How to scrape PDF from CNKI #116

lullabymia · 2018-11-30T09:51:20Z

Troubleshooting

Describe your environment

Operating system: mac
Python version: 3.7
Hardware: macbook
Internet access:
Jupyter notebook or not? [Y/N]: Y
Which chapter of book?: chapter 6

Describe your question

I want to scrape the whole PDF text from people's daily in CNKI but have no idea how to do it. Do I need to download all the articles?

Describe the efforts you have spent on this issue

I found this website about pdf scraping
https://medium.com/@rqaiserr/how-to-convert-pdfs-into-searchable-key-words-with-python-85aab86c544f

hupili · 2018-11-30T15:51:50Z

@lullabymia , does the medium article work? Seems it included a complete example to extract text from PDFs.

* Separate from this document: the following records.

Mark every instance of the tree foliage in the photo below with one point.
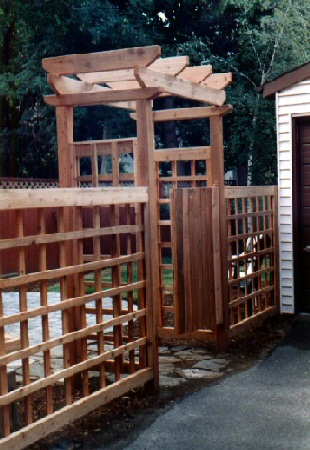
(256, 40)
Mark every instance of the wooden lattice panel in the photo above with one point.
(99, 337)
(252, 250)
(106, 163)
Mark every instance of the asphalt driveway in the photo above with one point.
(265, 407)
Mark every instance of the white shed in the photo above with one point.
(292, 93)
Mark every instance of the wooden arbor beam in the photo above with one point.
(99, 98)
(182, 88)
(172, 66)
(196, 74)
(96, 62)
(65, 85)
(218, 80)
(199, 112)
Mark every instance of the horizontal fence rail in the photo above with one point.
(72, 337)
(252, 254)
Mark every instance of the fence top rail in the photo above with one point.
(249, 191)
(11, 199)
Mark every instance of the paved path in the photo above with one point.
(265, 407)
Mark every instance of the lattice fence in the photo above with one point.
(252, 254)
(27, 183)
(79, 347)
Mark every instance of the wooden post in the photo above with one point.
(146, 176)
(217, 179)
(64, 120)
(275, 207)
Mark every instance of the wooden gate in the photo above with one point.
(198, 270)
(207, 292)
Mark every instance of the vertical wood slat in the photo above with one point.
(79, 282)
(4, 386)
(130, 295)
(23, 306)
(274, 206)
(116, 271)
(146, 176)
(116, 281)
(65, 313)
(45, 320)
(140, 243)
(196, 258)
(98, 288)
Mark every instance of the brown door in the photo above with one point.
(301, 203)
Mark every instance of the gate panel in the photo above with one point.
(196, 265)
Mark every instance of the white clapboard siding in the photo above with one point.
(290, 102)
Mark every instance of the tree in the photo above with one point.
(271, 37)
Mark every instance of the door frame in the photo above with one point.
(296, 213)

lullabymia · 2018-12-01T08:41:11Z

I followed the instruction in the article. But it seemed that I cannot install textract at the beginning.

@hupili

ChicoXYC · 2018-12-01T09:39:54Z

@lullabymia How many files you have? Maybe you can send to me, I will help you doing OCR with tools like filereader ocr

lullabymia · 2018-12-01T12:56:59Z

We might need to scrape thousands of PDF files in this website http://navi.cnki.net/KNavi/NPaperDetail?pcode=CCND&bzpym=RMRB (at least from Jan 1, 2008-June 31, 2008 )
Do I need to download all the PDF before scraping?
@ChicoXYC

ChicoXYC · 2018-12-01T16:27:52Z

@lullabymia yes, you need first get pdf from the website, and the following is an example of words extraction from pdf:
https://github.com/ChicoXYC/exercise/blob/master/extract-words-pdf/extract-words-with-pdf.ipynb

ChicoXYC · 2018-12-01T16:39:22Z

I also tried above method mentioned in medium, cannot proceed more now with installing module. Will try later.https://github.com/ChicoXYC/exercise/blob/master/extract-words-pdf/failure-extract-pdf-textract.ipynb

hupili · 2018-12-03T15:28:37Z

Don't dwell on textract. Actually PyPDF2 alone already works as shown in this comment

lullabymia · 2018-12-10T07:27:00Z

But there is an error called
Multiple definitions in dictionary at byte 0x7eb1 for key /MediaBox

@ChicoXYC

lullabymia · 2018-12-12T05:45:15Z

Besides of the above reading error, I cannot click the link of "download pdf" in the webpage
(and it seems that when I paste the link, it will download caj instead of pdf)
http://kns.cnki.net/kcms/detail/detail.aspx?dbcode=CCND&filename=RMRB201812110011&dbname=CCNDCOMMIT_DAY&uid=WEEvREcwSlJHSldRa1FhdXNXa0d1ZzF6aU1NNVIrL0tTbXlSS3lURW1FWT0=$9A4hF_YAuvQ5obgVAqNKPCYcEjKensW4IQMovwHtwkF4VYPoHbKxJw!!

import selenium
from selenium import webdriver
import bs4
browser = webdriver.Chrome()
url="http://kns.cnki.net/kcms/detail/detail.aspx?dbcode=CCND&filename=RMRB201812110011&dbname=CCNDCOMMIT_DAY&uid=WEEvREcwSlJHSldRa1FhdXNXa0d1ZzF6aU1NNVIrL0tTbXlSS3lURW1FWT0=$9A4hF_YAuvQ5obgVAqNKPCYcEjKensW4IQMovwHtwkF4VYPoHbKxJw!!"
browser.get(url)
html=browser.page_source
soup = bs4.BeautifulSoup(html,'html.parser')
links = soup.find('div',attrs={'class':"dllink"})
link = links.find('a',attrs={'class':"icon icon-dlpdf"})
link.click()

@ChicoXYC Can you also help me with that ?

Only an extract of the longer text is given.